According to Idaho Voices for Children, the lack of affordable child care costs our economy $525 million each year because parents must refuse jobs due to child care issues. The Republican-led Legislature could fix the child care crisis, so more parents could work. They could increase workforce housing, so more workers could afford to live here. Idaho could stop criminalizing doctors for saving women’s lives, so doctors could stay and young people would want to work here.

The policy choices made by Idaho’s Republican-controlled Legislature have created a labor shortage. Their policy choices could fix it. Winder needs to 1) stop blaming women for poor policy outcomes and 2) realize forced pregnancy is not the answer to our problems, economic or otherwise.

Linda Larson

Sandpoint

Protect all children, CMR

Programmed in our genes, as evolution suggests, humans will protect their offspring in order to ensure their survival. If forced to choose which drowning child to save, a mother or grandmother will predictably choose her own.

Recently, Americans have witnessed the killing of children. At the southern border, a mother and two children drowned in the Rio Grande. In Gaza, more than 10,000 Palestinian children have died in the past 100 days, and countless more injured by bombs supplied by the United States and dropped by Israel.

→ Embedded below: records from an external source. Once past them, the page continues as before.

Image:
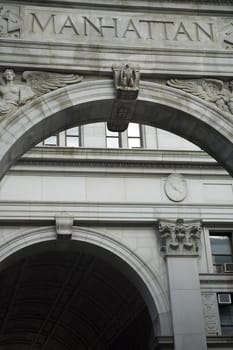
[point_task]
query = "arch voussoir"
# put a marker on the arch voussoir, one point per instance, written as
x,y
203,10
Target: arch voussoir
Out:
x,y
158,105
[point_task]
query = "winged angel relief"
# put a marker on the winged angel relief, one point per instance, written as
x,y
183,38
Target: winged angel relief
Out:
x,y
32,84
211,90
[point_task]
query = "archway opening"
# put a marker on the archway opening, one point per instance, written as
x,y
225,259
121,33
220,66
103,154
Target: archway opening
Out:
x,y
90,102
59,295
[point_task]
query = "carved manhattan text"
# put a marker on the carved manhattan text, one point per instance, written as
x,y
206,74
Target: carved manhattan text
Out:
x,y
211,90
17,91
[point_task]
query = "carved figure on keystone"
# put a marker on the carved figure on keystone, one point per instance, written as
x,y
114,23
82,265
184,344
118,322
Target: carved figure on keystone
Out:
x,y
29,86
128,77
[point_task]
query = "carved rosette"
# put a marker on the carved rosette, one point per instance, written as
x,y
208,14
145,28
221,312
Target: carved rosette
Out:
x,y
180,238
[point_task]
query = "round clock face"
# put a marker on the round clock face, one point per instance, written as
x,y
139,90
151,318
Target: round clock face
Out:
x,y
176,187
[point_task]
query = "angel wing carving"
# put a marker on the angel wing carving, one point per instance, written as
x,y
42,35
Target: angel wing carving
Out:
x,y
207,89
44,82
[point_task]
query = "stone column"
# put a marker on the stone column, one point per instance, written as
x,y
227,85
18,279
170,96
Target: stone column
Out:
x,y
180,245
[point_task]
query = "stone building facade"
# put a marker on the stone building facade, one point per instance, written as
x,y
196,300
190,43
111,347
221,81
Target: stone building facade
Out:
x,y
116,163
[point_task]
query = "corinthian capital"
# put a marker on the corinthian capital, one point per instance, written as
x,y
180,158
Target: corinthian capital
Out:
x,y
179,238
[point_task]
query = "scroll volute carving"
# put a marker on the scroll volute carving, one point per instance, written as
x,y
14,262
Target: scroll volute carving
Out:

So, what would you do if those children in the river were yours? And what would you do, if one of those 10,000 Palestinians or one of the Israeli children captured by Hamas was yours?

Our representative, Cathy McMorris Rodgers, unabashedly supports Israel. Imagine if one of her children was in Gaza right now. Do you think she would care? As a gun rights advocate, she admitted at a Spokane Valley town hall meeting that she worries about her children when they attend school, in response to my question about gun control. Interestingly, Rashida Tlaib, the Palestinian-American Michigan congresswoman, said that the cries of Palestinian and Israeli children sound no different to her.

Let’s hope most Americans care about children of others. Let’s save drowning children at the southern border, and support a cease-fire to get food, water and medicine to the Palestinian children. These supplies can be airlifted to Gaza immediately.

Contact our representative, McMorris Rodgers, now.